Waiting for the contract clause. If you wait until a solicitation or prime flowdown demands CMMC, you may not have enough time. Remediation can take months, especially if you need architecture changes, tooling, documentation, and assessment scheduling. See our CMMC timeline guide for the practical sequence.
What to Do First
If you are starting from scratch, use this order:
- Confirm whether you handle CUI. Review contracts, markings, prime flowdowns, portals, technical packages, and customer instructions.
- Map CUI flow. Identify where CUI enters, who touches it, where it is stored, and how it leaves.
- Define your boundary. Decide which systems are in scope and whether an enclave is realistic.
- Run a gap assessment. Compare your current environment against NIST 800-171.
- Prioritize high-impact fixes. Access control, MFA, asset inventory, patching, logging, incident response, and CUI handling usually come early.
- Build evidence as you remediate. Do not wait until the end to collect proof.
- Talk to a qualified RPO or C3PAO before assessment. A short scoping conversation can prevent expensive rework.
You can begin with Meridian’s free readiness assessment.

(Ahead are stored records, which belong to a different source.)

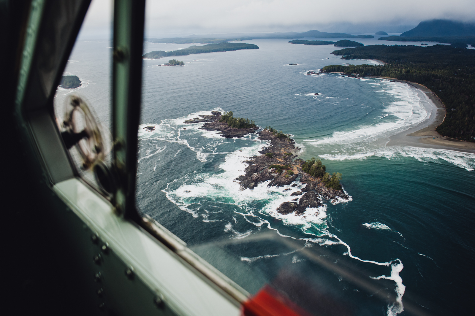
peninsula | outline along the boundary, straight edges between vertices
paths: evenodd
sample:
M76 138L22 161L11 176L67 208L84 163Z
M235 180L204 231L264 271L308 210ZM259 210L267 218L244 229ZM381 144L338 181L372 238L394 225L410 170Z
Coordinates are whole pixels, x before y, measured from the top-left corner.
M59 86L64 89L75 89L82 85L77 76L63 76L59 82Z
M359 42L351 41L349 39L342 39L335 43L333 46L336 47L360 47L364 46L364 45L363 45L363 43Z
M161 65L158 65L159 66ZM177 60L176 59L171 59L168 61L167 64L164 64L162 66L184 66L185 63L182 61Z
M190 46L187 48L165 52L163 50L156 50L144 54L142 57L151 59L156 59L162 57L170 56L185 56L190 54L202 54L203 53L213 53L214 52L228 52L239 49L258 49L259 47L254 44L246 43L219 43L210 44L203 46Z
M294 39L293 41L289 41L289 43L304 45L331 45L335 44L334 42L329 41L306 41L301 39Z
M475 50L447 45L371 45L334 51L343 59L378 59L386 65L331 65L324 73L355 77L375 76L406 80L430 89L444 104L446 115L436 130L475 142Z

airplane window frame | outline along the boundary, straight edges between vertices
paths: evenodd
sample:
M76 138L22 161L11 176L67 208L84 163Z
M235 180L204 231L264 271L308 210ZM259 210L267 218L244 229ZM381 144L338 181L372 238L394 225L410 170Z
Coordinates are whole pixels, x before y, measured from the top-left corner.
M68 190L80 189L81 196L86 200L97 203L102 200L104 205L110 206L104 206L103 211L110 214L113 217L110 219L115 224L125 223L129 229L132 225L136 233L153 237L156 243L171 251L175 260L204 280L216 293L238 307L247 299L248 293L201 259L155 221L146 215L142 217L135 207L137 133L140 113L140 107L136 104L141 101L145 0L114 1L113 150L120 182L112 204L79 178L56 124L53 98L90 2L32 1L16 101L19 124L24 128L32 147L36 149L49 186L78 214L83 212L78 205L81 201L76 199L78 195L75 195L77 192L71 195ZM86 207L82 206L83 209ZM86 217L81 218L87 223ZM94 226L97 223L89 222L88 224Z

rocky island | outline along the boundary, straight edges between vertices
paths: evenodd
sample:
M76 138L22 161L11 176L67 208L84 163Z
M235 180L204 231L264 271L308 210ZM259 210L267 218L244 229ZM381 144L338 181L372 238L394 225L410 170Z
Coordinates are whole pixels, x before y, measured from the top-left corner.
M77 76L63 76L59 82L59 86L64 89L76 89L82 85Z
M316 93L318 94L318 93ZM192 120L185 121L187 124L206 122L200 129L207 130L219 130L223 137L242 137L255 132L259 128L254 121L242 118L235 118L232 112L222 114L218 111L211 115L199 115ZM290 186L285 190L297 186L296 182L306 185L300 190L295 189L291 196L292 201L284 202L277 209L283 214L294 213L302 215L309 207L317 208L322 204L323 198L336 203L350 200L340 184L342 174L326 172L324 165L320 159L312 158L304 160L296 159L300 149L295 147L295 141L282 131L270 126L258 133L258 139L269 141L269 145L260 151L259 156L251 157L244 161L249 165L246 173L236 178L241 189L252 190L259 183L269 181L268 186ZM293 184L292 184L293 183Z
M185 63L182 61L177 60L176 59L171 59L168 61L167 64L159 65L159 66L184 66Z
M269 146L259 152L260 156L244 162L249 164L246 174L236 179L243 189L252 190L268 180L270 180L269 186L283 186L296 181L306 184L303 189L290 195L295 196L292 201L279 205L277 211L283 214L302 215L308 207L320 206L322 201L319 196L332 203L349 199L340 184L341 174L330 176L322 162L314 158L307 161L295 159L295 153L300 149L295 147L295 141L288 135L270 127L259 134L259 139L269 140ZM296 186L294 183L291 187Z

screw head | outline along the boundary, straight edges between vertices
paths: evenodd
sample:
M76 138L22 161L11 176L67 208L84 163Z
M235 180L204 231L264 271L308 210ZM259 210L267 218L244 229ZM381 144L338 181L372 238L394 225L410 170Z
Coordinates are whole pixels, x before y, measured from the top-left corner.
M133 271L130 268L128 268L125 269L125 275L127 276L127 278L132 279L133 279Z
M153 299L153 303L157 307L162 309L165 307L165 302L163 302L163 296L162 294L158 294L157 296L155 297L155 298Z
M97 265L101 264L101 254L98 253L92 257L92 261Z

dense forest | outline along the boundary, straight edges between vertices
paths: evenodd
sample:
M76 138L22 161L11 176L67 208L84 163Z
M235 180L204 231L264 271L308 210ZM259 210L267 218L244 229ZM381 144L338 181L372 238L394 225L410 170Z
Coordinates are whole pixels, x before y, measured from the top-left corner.
M257 49L259 47L254 44L246 43L219 43L210 44L203 46L190 46L187 48L179 49L170 52L163 50L156 50L144 54L142 57L144 58L155 59L162 57L170 56L184 56L190 54L201 54L202 53L213 53L214 52L227 52L239 49Z
M362 43L351 41L349 39L342 39L335 43L333 46L337 47L360 47L364 46Z
M332 65L323 72L379 76L422 84L440 98L447 115L436 130L441 135L475 141L475 49L447 45L421 47L372 45L333 52L343 59L379 59L374 66Z
M314 178L320 178L322 182L325 184L327 187L331 187L335 190L341 190L342 185L340 180L342 179L342 174L339 172L333 172L332 176L326 172L326 168L324 165L322 164L322 160L312 158L302 165L302 169Z
M221 115L220 122L226 122L228 126L237 129L246 129L250 127L255 127L256 124L253 121L249 121L249 119L244 119L242 117L234 117L234 115L231 111L227 112Z
M304 45L331 45L335 44L334 42L327 41L305 41L301 39L294 39L293 41L289 41L289 43L303 44Z
M396 41L397 42L438 42L438 43L464 43L471 45L475 47L475 36L446 36L435 37L433 36L415 36L406 37L404 36L387 36L380 37L378 39L386 41Z
M81 86L81 80L77 76L63 76L59 86L64 89L75 89Z
M164 64L164 66L184 66L185 63L182 61L177 60L176 59L171 59L168 61L168 64Z
M224 43L248 41L251 37L239 37L237 38L190 38L187 37L171 37L171 38L145 38L145 40L151 43L165 43L167 44L208 44L211 43Z

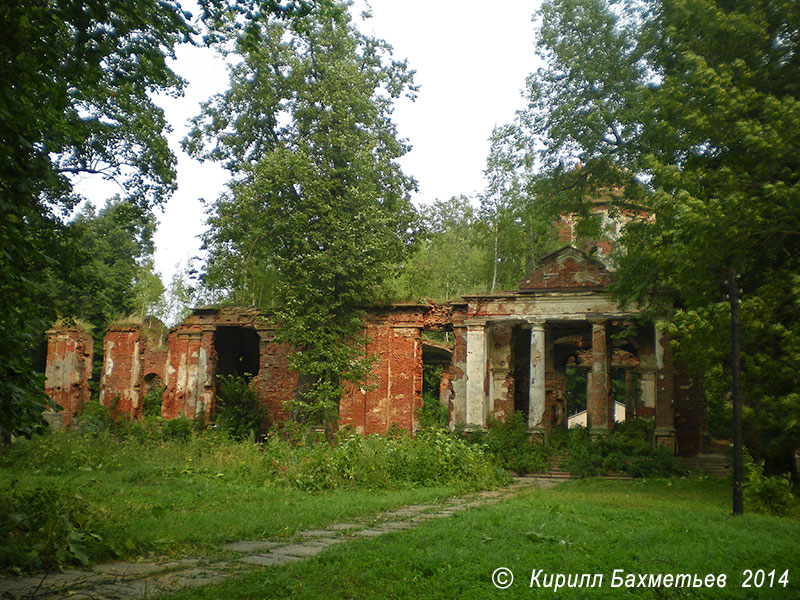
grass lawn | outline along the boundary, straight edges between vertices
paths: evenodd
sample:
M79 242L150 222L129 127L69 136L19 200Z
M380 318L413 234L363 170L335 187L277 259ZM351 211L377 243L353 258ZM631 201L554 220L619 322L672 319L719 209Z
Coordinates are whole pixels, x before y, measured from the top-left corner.
M272 462L257 445L204 439L157 443L57 434L20 442L0 456L0 499L23 494L48 500L41 507L0 506L12 520L23 518L12 513L41 515L31 517L34 542L10 525L11 536L0 539L0 569L13 573L31 564L24 569L37 570L21 554L71 539L70 528L91 532L83 536L91 562L212 556L225 542L287 537L464 491L459 485L304 491L274 482ZM69 517L68 526L62 516Z
M498 567L514 575L508 589L492 584ZM599 573L603 580L554 593L529 587L534 569L542 570L542 585L559 573ZM623 577L725 574L727 585L612 588L614 569L624 570ZM774 569L772 587L767 578L760 588L743 588L745 569ZM778 579L787 569L784 587ZM792 517L731 517L725 481L580 480L168 598L288 597L796 599L800 519L796 511Z

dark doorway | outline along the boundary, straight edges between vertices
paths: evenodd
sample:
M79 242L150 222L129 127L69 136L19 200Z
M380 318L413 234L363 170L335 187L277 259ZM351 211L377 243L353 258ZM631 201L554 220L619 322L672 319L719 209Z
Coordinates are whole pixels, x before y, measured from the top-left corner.
M514 412L525 415L528 422L531 381L531 330L519 325L511 330L514 360Z
M586 367L567 367L564 398L567 401L567 416L571 417L586 410ZM588 422L588 421L587 421Z
M233 375L250 380L258 374L259 337L249 327L218 327L214 332L217 376Z

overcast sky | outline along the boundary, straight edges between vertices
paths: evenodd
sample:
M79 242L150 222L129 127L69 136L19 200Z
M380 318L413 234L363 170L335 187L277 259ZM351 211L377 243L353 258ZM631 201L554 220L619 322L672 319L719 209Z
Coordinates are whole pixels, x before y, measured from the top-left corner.
M188 4L188 3L186 3ZM416 70L416 102L401 101L394 121L412 150L401 165L419 183L416 204L458 194L474 196L484 187L488 138L495 125L510 122L522 107L525 77L536 66L531 16L539 0L371 0L373 18L360 29L385 39L397 58ZM360 13L357 3L354 14ZM170 145L178 157L178 191L158 212L156 270L168 284L176 266L199 255L203 198L215 199L227 173L198 163L180 149L187 121L199 103L227 87L225 65L204 48L181 47L173 65L188 80L182 98L165 98L173 128ZM102 205L124 193L114 185L85 179L78 191Z

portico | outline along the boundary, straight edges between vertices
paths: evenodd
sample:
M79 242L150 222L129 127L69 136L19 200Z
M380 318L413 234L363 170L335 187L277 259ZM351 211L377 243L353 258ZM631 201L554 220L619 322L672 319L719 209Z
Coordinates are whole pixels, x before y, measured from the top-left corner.
M668 340L653 325L639 325L635 308L617 306L606 291L609 277L602 264L564 248L546 257L519 290L465 297L464 327L456 329L465 337L465 394L455 403L464 403L467 429L514 410L526 415L534 434L566 427L565 373L572 364L588 371L593 433L614 427L612 368L624 369L624 397L617 399L631 407L629 417L654 415L656 442L674 447Z

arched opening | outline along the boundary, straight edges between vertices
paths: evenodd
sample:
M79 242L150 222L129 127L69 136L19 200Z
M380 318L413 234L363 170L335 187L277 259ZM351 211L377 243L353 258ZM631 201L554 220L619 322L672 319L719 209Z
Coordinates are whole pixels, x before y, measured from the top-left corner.
M166 386L156 373L144 376L144 398L142 399L142 416L160 417L161 404Z
M217 376L233 375L252 379L259 369L259 337L250 327L217 327L214 349Z

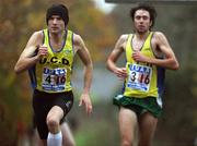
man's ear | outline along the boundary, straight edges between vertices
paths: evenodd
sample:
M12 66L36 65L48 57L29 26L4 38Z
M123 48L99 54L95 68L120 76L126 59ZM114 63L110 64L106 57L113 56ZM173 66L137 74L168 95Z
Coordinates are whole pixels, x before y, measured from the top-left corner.
M152 26L152 21L150 21L150 27Z

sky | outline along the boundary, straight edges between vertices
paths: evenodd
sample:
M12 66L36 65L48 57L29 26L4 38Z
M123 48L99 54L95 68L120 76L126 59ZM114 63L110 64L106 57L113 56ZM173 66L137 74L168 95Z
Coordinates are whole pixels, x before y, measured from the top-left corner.
M113 3L106 3L105 0L93 0L96 3L96 7L105 13L109 13L112 9L116 5Z

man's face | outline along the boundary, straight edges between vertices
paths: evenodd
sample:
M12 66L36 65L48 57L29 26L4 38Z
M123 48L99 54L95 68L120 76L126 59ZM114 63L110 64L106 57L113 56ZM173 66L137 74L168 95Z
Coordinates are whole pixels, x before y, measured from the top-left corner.
M62 31L65 31L63 20L59 15L53 15L48 20L48 29L50 33L55 33L55 34L61 33Z
M134 25L137 33L147 33L152 25L149 12L146 10L137 10L134 17Z

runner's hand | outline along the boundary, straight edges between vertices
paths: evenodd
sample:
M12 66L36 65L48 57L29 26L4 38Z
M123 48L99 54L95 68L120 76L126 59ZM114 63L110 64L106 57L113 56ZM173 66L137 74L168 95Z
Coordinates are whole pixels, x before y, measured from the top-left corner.
M92 112L92 102L89 94L82 94L80 97L79 106L85 106L86 113L90 114Z
M121 80L125 80L127 77L127 70L126 68L116 68L114 73L120 77Z

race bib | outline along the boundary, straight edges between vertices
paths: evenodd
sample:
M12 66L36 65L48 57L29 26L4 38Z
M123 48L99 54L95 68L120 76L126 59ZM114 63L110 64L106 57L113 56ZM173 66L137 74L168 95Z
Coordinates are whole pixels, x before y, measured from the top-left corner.
M127 87L148 92L151 83L152 68L140 64L129 64Z
M66 75L67 70L65 68L43 70L43 89L61 92L66 89Z

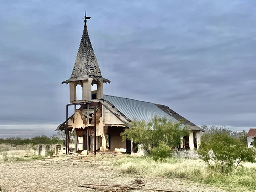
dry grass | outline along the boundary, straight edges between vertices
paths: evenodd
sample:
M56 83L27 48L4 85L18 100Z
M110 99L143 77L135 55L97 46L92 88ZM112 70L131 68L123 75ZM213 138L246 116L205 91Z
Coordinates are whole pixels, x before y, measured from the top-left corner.
M149 157L125 157L114 161L113 164L122 174L183 178L230 191L255 191L256 189L255 164L251 164L250 167L245 164L225 174L213 172L200 160L170 158L163 163L155 162Z

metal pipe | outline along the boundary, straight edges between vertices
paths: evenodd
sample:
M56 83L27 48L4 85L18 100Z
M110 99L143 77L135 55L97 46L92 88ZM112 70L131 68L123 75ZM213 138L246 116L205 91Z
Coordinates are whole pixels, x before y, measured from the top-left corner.
M96 155L96 102L94 102L94 155Z
M89 104L87 106L87 124L89 124ZM87 155L89 154L89 127L87 127Z
M66 154L68 154L68 105L66 106Z

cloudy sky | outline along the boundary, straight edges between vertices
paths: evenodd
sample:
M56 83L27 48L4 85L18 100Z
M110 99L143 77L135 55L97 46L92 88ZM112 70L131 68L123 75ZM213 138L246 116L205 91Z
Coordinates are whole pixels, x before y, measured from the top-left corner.
M0 6L0 137L64 121L84 11L105 94L198 126L256 127L256 1L12 0Z

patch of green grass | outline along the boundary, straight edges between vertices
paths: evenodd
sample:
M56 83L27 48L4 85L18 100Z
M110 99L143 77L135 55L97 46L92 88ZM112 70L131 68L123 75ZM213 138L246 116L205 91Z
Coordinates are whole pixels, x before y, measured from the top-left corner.
M162 162L156 162L148 157L126 157L116 159L112 164L122 174L183 178L230 191L256 190L255 168L241 166L224 174L211 170L200 160L169 158Z

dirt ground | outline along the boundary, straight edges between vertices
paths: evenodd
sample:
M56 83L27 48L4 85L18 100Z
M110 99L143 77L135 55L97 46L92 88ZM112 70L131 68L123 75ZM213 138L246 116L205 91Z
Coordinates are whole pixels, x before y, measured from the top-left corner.
M121 174L112 168L109 162L90 157L83 159L67 156L44 160L0 163L0 187L3 191L93 191L94 189L79 186L83 183L135 186L132 182L139 176ZM145 182L142 188L182 192L225 191L182 179L155 177L142 179ZM109 189L108 191L117 191L113 190L117 189L114 187L106 188Z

It will not certify you, but it will help you see whether you are dealing with a small documentation problem or a larger technical remediation project.
When to Get Help
You should involve a qualified CMMC advisor if:
- You handle CUI and have never built an SSP.
- You are unsure whether your current environment is in scope.
- A prime contractor is asking for CMMC status or SPRS-related information.
- You have a near-term recompete or new award tied to CMMC requirements.
- You need to choose between an enclave, GCC High, MSP-managed environment, or full-network remediation.
Meridian does not perform CMMC assessments or remediation. We help contractors understand the problem and connect with the right partner when outside help makes sense. If you want a practical starting point, get in touch and we will point you in the right direction.
Frequently Asked Questions
Is NIST 800-171 the same as CMMC?
No. NIST 800-171 is the security requirement set for protecting CUI. CMMC is the DoD assessment program that verifies whether contractors have implemented the required controls at the applicable level.
How many NIST 800-171 requirements are there?
NIST SP 800-171 Rev. 2 contains 110 security requirements organized into 14 families. CMMC Level 2 is built around these requirements for contractors handling CUI.
Do subcontractors need NIST 800-171?
Yes, if CUI flows down to the subcontractor and is processed, stored, or transmitted on the subcontractor’s systems. Subcontractors should not assume the prime contractor carries the whole obligation.
Can I pass CMMC Level 2 with a POA&M?
Sometimes a conditional status may be possible, but not every gap is eligible and timelines are limited. Treat POA&Ms as temporary gap tracking, not a strategy for avoiding remediation.
What is the first NIST 800-171 step for a small contractor?
Map CUI. Find where it enters, where it is stored, who touches it, and which systems transmit it. Without that scope map, every cost estimate and remediation plan is guesswork.